I'm new to working with Python and Pandas. Currently I'm attempting to create a report that extracts data from an SQL database and using that data in a pandas dataframe. In each row is a server name and date of sample and then sample data per column following that.
I have been able to filter by the hostname using df[df['hostname'] == uniquehost] df being a variable for the dataframe and uniquehost being a variable for each unique host name.
What I am trying to do next is to obtain the stdev of the other columns although I haven't been capable of figuring this part out. I attempted to use df[df['hostname'] == uniquehost].std()

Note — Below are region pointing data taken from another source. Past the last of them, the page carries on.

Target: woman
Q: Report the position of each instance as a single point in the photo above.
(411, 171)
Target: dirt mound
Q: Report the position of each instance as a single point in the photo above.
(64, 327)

However, this wasn't correct.
Can anyone point me in the appropriate direction to get this figure out? I suspect I'm barking up the wrong tree and there's likely a very easy way to handle this that I haven't encountered yet.
Hostname | Sample Date | CPU Peak | Memory Peak
server1 | 08/08/17 | 67.32 | 34.83
server1 | 08/09/17 | 34 | 62
IIUC, you'll want to first do df.groupby
on Hostname
and then find the standard deviation. Something like this:
In [118]: df.groupby('Hostname')[['CPU Peak', 'Memory Peak']].std()
Out[118]:
CPU Peak Memory Peak
Hostname
server1 23.560798 19.212091